That’s where curator John Jacob’s otherwise excellent survey slips up, if only a little. It gets hard to follow Paglen’s footsteps as his focus expands from the physical footprint of the Deep State to embrace machine learning, algorithmic processing, and, eventually, full-blown eschatology. It might be easiest to track his expansion beyond photography to other media. These range from found objects (fabric patches representing the emblems of various military-intelligence agencies) to portraiture (facial-recognition scanning images). With two works, Paglen even pays tribute to the cube: the black-box symbol for system opacity, but also a fan-favorite mode of modernist art. One is “Trinity Cube” (2017), a sculpture combining Trinitite glass forged in the 1945 atomic bomb test in New Mexico with glass recovered from the Fukushima Exclusion Zone disaster in 2011 in Japan; the other is “Autonomy Cube” (2015), a Plexiglas box housing computer components able to route wi-fi traffic through the encrypted Tor network.

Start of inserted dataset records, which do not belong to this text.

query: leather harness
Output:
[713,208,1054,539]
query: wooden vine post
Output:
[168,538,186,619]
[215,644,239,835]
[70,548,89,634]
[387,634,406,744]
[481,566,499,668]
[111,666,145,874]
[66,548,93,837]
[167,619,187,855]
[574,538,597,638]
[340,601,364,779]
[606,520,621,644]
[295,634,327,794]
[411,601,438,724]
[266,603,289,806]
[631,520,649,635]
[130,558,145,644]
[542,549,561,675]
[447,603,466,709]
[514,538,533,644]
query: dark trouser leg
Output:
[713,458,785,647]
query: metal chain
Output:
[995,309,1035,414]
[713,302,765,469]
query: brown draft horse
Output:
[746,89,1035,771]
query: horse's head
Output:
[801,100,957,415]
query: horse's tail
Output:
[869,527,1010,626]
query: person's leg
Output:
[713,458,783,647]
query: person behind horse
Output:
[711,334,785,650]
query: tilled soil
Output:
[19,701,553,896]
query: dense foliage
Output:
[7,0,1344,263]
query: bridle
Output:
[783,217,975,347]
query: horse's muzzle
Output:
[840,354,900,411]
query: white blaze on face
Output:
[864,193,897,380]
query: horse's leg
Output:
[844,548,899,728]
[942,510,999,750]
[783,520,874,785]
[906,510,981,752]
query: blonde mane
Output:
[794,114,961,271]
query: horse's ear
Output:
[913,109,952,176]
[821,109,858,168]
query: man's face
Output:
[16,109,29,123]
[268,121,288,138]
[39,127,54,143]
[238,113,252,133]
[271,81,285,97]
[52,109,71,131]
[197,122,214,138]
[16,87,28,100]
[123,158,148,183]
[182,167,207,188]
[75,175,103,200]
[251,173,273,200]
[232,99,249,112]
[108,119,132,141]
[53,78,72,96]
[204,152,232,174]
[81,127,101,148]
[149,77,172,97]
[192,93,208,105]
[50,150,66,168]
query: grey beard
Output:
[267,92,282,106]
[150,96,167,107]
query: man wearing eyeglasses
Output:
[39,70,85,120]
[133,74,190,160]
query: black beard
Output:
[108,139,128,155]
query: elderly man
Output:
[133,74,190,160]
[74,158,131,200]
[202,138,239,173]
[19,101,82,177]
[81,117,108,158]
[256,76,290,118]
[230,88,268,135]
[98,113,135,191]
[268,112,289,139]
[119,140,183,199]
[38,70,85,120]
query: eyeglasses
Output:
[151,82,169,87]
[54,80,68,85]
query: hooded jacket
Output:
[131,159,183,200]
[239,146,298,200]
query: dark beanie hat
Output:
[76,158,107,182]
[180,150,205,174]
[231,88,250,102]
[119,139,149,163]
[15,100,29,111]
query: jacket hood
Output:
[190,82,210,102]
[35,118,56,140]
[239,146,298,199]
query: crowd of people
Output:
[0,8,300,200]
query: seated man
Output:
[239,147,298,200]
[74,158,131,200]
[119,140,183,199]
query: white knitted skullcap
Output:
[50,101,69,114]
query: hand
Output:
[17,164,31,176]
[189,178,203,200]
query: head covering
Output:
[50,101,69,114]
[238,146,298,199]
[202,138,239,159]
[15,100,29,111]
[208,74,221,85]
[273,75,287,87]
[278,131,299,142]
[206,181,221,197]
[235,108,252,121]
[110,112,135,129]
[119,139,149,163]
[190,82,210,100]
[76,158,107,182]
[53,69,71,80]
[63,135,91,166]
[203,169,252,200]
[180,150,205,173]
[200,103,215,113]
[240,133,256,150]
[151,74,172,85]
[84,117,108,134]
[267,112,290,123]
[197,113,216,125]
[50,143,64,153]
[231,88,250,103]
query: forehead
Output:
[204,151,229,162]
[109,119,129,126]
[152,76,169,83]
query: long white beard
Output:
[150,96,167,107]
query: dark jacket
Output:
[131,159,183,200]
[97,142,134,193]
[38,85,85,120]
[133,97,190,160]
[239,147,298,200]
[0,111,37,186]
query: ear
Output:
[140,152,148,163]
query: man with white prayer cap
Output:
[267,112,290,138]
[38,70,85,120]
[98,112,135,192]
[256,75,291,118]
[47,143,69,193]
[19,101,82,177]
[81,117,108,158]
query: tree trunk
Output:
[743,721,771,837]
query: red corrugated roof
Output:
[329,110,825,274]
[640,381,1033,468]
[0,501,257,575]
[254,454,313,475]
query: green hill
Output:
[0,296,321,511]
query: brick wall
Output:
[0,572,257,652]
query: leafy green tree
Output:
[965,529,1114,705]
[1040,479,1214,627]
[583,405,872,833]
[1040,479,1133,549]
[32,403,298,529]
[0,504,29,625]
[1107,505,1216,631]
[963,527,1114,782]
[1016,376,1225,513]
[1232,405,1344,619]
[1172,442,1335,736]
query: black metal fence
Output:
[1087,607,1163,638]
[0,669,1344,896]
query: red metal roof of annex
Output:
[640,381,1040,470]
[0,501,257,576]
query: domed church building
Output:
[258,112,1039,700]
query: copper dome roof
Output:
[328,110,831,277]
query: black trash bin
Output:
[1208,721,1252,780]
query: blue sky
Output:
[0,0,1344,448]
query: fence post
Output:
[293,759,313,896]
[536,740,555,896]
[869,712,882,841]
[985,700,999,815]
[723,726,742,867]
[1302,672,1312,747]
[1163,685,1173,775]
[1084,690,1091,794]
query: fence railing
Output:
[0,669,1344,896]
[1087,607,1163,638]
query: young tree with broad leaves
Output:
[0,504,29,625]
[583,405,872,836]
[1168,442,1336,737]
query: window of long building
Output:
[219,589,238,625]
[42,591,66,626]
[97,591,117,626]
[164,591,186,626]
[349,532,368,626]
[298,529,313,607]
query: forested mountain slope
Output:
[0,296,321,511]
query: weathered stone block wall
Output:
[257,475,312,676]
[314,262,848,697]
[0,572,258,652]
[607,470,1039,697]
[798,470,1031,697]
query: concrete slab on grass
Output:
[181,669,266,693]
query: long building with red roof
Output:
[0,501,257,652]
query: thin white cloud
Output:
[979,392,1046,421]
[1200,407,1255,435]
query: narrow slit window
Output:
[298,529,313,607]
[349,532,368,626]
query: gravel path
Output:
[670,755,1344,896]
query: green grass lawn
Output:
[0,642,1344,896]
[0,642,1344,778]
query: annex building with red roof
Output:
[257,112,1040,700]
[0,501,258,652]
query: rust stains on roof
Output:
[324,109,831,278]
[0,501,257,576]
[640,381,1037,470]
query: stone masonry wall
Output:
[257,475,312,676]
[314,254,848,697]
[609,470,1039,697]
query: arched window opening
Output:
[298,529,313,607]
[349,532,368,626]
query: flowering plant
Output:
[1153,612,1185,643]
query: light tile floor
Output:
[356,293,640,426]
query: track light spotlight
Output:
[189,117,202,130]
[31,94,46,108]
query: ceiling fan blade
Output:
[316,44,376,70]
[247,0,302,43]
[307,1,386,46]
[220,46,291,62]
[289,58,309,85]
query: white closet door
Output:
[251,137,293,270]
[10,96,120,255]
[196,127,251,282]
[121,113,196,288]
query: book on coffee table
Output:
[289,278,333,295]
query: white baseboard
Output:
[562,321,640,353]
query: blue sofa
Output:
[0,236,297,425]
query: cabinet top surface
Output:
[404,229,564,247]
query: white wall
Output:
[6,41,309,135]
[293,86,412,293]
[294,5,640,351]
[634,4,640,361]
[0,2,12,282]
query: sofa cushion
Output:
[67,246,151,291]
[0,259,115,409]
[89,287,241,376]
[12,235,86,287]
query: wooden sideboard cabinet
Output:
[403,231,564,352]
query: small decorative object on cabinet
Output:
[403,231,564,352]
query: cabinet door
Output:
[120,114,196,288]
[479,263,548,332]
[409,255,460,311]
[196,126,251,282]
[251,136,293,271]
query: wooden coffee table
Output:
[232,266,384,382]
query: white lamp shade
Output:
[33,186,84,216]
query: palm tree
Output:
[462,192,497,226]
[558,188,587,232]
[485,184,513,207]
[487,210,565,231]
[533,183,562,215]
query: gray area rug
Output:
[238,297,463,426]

Photography governs everything in Sites Unseen, whether it’s an “adversarially evolved” machine-learning print of a rainbow or a cube made of dark web. Paglen is more concerned with ways of seeing than sites or scenes. Like the early photographer Eadweard Muybridge, who pioneered experiments in cinematography because he wanted to capture motion, Paglen wants to see what the camera sees. Only in Paglen’s case, the camera is increasingly an automaton, making or receiving images made by and for other machines.

At times, Paglen’s work takes him off the deep end. A series of oversized emblems from specialized spookshops—including “Operation Onymous (FBI Investigation of the Silk Road)” (2016)—hang like calligraphic roundels in a corrupted mosque. “Timeline of Earth History” (2012), a wall drawing, denotes the Space Age as an inconsequential blip in the story of the rise and fall of eukaryotic micro-organisms.

If the dark roads that Paglen has taken—the things that he has seen—have turned him into a prophet in the wilderness eating locusts and wild honey, well, what’s the saying? Just because you’re paranoid doesn’t mean they aren’t after you? Sites Unseen is slightly more optimistic than that. As unnerving as his subject matter may be, his work, deeply invested in the tools and strategies of modernism, elevates art as a form of resistance—and an unlikely source of hope.